Carl Bogus invented the fiction that the purpose of the Second Amendment was slave control.
Back in 1998—a decade before Heller—Prof. Carl Bogus claimed to have discovered a “hidden history” showing that the Second Amendment was adopted to ensure that militias could enforce slave control. Since that theory crops up now and then, in 2021 I posted a comprehensive historical refutation in SSRN, which was subsequently published in Georgetown Journal of Law & Public Policy.
Bogus has now rehashed his 1998 theory in Madison’s Militia: The Hidden History of the Second Amendment (Oxford University Press, 2023), which adds nothing new on point. He states up front that he will not address how legal scholars or the courts have interpreted the Amendment, except to assert, without any support, that James Madison and his colleagues “would have been astonished” at the Supreme Court’s holding that the Amendment “grants individuals a right to have guns….” (“Grants?” No, confirms.)

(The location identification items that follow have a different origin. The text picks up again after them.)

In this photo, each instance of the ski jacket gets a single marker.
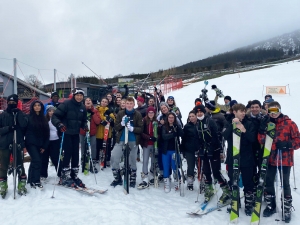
(137, 123)
(7, 135)
(286, 130)
(169, 138)
(103, 116)
(247, 138)
(94, 122)
(72, 114)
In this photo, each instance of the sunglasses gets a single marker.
(273, 110)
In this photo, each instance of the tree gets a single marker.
(34, 81)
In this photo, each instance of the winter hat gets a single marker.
(50, 107)
(54, 94)
(232, 103)
(211, 105)
(227, 97)
(150, 109)
(13, 97)
(140, 99)
(200, 108)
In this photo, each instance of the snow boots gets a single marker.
(271, 205)
(118, 179)
(3, 187)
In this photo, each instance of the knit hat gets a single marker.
(50, 107)
(232, 103)
(227, 97)
(211, 105)
(140, 99)
(200, 108)
(54, 94)
(151, 109)
(13, 97)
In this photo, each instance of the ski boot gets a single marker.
(271, 205)
(77, 181)
(167, 187)
(22, 185)
(226, 195)
(208, 192)
(66, 179)
(118, 179)
(3, 187)
(287, 208)
(132, 180)
(190, 183)
(249, 198)
(144, 183)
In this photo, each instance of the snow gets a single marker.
(153, 206)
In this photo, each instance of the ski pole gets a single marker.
(60, 150)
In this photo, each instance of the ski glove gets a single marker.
(284, 145)
(62, 127)
(130, 128)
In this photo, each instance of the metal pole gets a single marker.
(15, 77)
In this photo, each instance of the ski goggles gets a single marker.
(273, 110)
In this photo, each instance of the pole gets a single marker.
(15, 77)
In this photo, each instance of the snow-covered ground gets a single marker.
(153, 206)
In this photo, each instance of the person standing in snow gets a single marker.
(287, 139)
(69, 117)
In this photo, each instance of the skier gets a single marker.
(69, 117)
(170, 131)
(94, 118)
(148, 140)
(106, 116)
(246, 154)
(135, 129)
(7, 128)
(287, 139)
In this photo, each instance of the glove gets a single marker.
(130, 128)
(284, 145)
(153, 139)
(123, 121)
(103, 123)
(62, 127)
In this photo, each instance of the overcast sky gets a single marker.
(132, 36)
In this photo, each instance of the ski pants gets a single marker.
(93, 145)
(4, 162)
(53, 152)
(285, 181)
(71, 151)
(247, 177)
(148, 153)
(34, 170)
(168, 162)
(117, 153)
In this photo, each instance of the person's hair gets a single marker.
(255, 102)
(238, 107)
(168, 128)
(274, 104)
(129, 99)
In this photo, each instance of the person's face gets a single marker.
(240, 114)
(255, 109)
(192, 117)
(55, 98)
(129, 105)
(37, 107)
(78, 97)
(164, 109)
(88, 103)
(104, 102)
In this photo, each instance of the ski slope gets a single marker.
(153, 206)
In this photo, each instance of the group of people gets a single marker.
(201, 141)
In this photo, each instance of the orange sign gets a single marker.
(276, 90)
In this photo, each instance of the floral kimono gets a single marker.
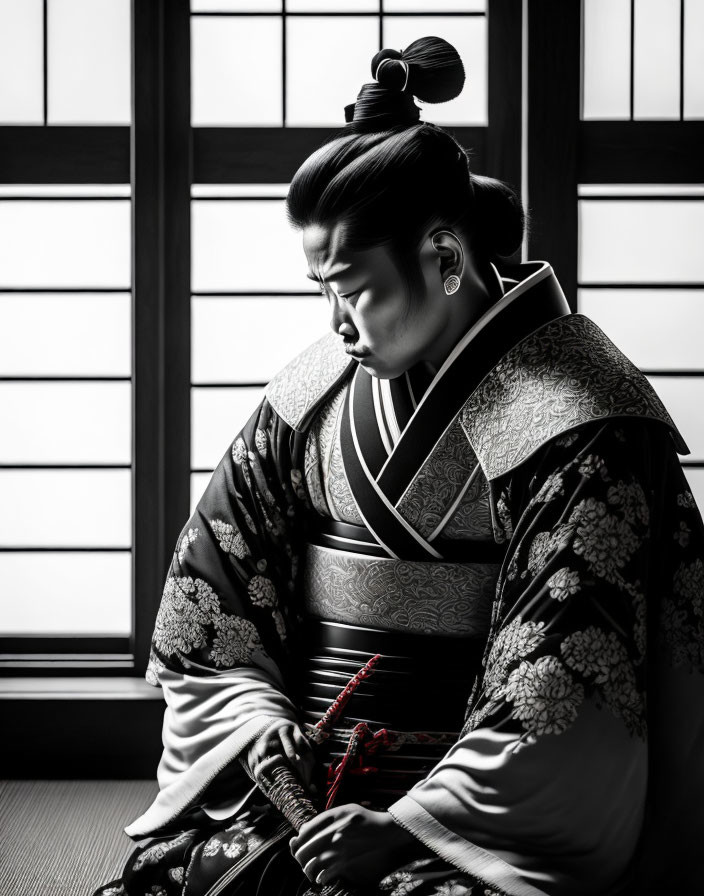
(516, 547)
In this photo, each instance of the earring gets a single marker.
(452, 284)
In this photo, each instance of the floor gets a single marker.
(65, 838)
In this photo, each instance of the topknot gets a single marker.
(429, 69)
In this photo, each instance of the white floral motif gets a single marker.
(639, 628)
(682, 535)
(552, 487)
(261, 441)
(154, 667)
(280, 624)
(545, 696)
(568, 439)
(563, 584)
(239, 451)
(686, 499)
(229, 538)
(593, 652)
(399, 883)
(630, 497)
(544, 544)
(188, 538)
(212, 847)
(513, 643)
(452, 888)
(235, 640)
(592, 464)
(262, 591)
(601, 655)
(605, 541)
(185, 610)
(154, 854)
(689, 584)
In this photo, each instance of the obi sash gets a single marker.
(400, 721)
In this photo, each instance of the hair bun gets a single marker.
(436, 71)
(394, 73)
(430, 69)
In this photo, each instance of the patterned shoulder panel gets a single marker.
(563, 375)
(297, 389)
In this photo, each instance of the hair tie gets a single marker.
(403, 62)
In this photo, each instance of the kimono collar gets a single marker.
(298, 390)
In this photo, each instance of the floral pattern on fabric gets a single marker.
(237, 555)
(571, 621)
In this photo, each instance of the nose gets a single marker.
(339, 319)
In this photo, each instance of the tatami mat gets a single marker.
(65, 838)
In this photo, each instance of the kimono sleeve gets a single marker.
(220, 647)
(545, 790)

Bogus failed to address or even mention my paper, which is the only comprehensive critique of his 1998 article, even though it was first published a year-and-a-half before his book. Oxford University’s readers who vetted his manuscript were either asleep at the wheel or biased in favor of his argument. This is good example of why courts today, when searching for historical analogues under Bruen, should rely on original historical sources and not skewed declarations by “historians.”